The resultant difference between the spectra HKa/TetraHPRG/Zn2+ and TetraHPRG/Zn2+ showed a CD profile completely different to that of HKa/Zn2+ spectrum, evidencing a positive band at about 220 nM (Figure 6b). Such behavior suggested that the intensity of dichroic signals of CD spectra was not only due only to the sum of the single contribute of HKa/Zn2+ and TetraHPRG/Zn2+ binary systems, but, as well as for copper, also to a contribute of the contemporary interaction between HKa, TetraHPRG and zinc. Furthermore, the interaction with the copper and zinc influenced the HKa conformational profile in a different way, suggesting a different binding modes in the two ternary systems.
2.2. pH Effect
The TetraHPRG is a sequence of the repeats rich in Pro and His residues [11] which may have a key role in the antiagiogenic activity [46]. Taking into account the pKa values of histidine, the binding properties of this domain are strongly influenced by electrostatic forces [47] that can be also influenced by the presence of metal ions, ionic strength and pH value.
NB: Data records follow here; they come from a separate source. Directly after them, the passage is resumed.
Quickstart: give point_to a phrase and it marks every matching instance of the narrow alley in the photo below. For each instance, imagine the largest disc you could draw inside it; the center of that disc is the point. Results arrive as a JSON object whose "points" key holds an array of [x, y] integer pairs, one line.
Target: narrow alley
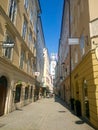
{"points": [[45, 114]]}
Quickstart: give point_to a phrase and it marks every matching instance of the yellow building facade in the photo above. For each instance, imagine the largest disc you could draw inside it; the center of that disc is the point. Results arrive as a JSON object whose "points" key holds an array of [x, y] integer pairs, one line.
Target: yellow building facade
{"points": [[17, 53], [81, 85]]}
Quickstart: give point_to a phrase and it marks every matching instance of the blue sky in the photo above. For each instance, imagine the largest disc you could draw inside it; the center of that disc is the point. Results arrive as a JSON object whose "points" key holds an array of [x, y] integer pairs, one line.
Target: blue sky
{"points": [[51, 21]]}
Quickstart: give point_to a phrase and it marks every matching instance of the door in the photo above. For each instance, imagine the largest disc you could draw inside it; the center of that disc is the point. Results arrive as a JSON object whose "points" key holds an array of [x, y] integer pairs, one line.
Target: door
{"points": [[3, 89]]}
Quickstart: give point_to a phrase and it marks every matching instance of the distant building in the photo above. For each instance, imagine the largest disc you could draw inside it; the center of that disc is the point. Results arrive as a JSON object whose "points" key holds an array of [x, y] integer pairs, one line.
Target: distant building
{"points": [[18, 21]]}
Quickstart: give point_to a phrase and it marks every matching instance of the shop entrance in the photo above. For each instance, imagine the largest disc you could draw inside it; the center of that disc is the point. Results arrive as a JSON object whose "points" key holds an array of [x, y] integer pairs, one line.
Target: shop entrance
{"points": [[3, 90]]}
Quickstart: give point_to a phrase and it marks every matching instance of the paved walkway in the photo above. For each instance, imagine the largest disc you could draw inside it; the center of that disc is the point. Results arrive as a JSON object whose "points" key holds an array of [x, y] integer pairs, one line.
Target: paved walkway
{"points": [[45, 114]]}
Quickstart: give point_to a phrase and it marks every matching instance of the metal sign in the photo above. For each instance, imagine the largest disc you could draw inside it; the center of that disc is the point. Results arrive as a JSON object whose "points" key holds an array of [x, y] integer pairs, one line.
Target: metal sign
{"points": [[7, 45], [37, 73], [96, 53], [73, 41]]}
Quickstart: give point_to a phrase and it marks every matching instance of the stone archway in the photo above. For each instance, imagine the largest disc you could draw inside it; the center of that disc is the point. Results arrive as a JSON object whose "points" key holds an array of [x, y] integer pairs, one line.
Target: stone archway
{"points": [[3, 90]]}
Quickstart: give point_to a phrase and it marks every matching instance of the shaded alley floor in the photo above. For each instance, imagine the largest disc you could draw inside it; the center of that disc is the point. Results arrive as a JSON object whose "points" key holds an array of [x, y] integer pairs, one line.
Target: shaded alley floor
{"points": [[45, 114]]}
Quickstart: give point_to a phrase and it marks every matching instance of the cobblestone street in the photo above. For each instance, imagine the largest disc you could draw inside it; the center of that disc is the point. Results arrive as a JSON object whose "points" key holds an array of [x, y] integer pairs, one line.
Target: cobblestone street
{"points": [[45, 114]]}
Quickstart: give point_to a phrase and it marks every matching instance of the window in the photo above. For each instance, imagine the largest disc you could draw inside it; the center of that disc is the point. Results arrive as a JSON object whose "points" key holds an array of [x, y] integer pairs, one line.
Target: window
{"points": [[8, 50], [26, 92], [22, 57], [17, 93], [26, 4], [24, 30], [12, 10]]}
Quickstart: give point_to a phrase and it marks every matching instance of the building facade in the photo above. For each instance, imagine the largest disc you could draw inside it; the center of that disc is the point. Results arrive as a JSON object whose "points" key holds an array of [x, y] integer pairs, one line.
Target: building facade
{"points": [[18, 21], [40, 57], [79, 83]]}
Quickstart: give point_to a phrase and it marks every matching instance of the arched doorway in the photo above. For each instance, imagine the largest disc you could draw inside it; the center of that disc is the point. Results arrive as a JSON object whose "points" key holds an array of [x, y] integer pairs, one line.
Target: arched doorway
{"points": [[3, 90]]}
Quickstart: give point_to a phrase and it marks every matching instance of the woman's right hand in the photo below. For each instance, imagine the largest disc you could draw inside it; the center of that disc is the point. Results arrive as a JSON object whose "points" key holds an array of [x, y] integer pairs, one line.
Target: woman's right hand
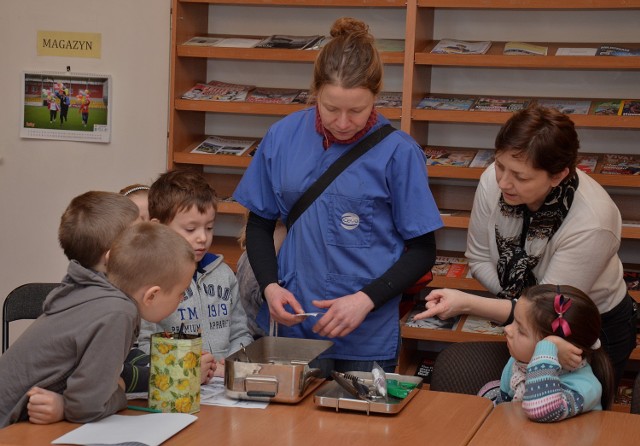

To verify that tropomyosin binding assay has the sufficient sensitivity to appreciate the electrostatic contribution into interaction HKa*/TetraHPRG/tropomyosin metal-mediated, we performed the ELISA assay at pH increasing only half unit of pH respect to standard experimental settings (pH 7.5), in coincubation conditions. While at pH 7.5 the metal promoted the binding of TetraHPRG with HKa* (as reported in Figure 2), at pH 8.0 the metal reduced the interaction (Figure 7). As reported by Donate et al. [11], the H/P domain appeared to interact with tropomyosin, negatively charged, only when the H/P domain acquired a positive charge either, through binding Zn2+ via neutral His residues or by direct protonation of histidines induced under mild acidic conditions [14]; this suggests a large electrostatic contribution to the binding. The results reported in Figure 7, confirmed the involvement of histidine residues in the interaction between TetraHPRG and tropomyosin mediated by zinc(II) and suggested a similar behavior also for copper(II) ion.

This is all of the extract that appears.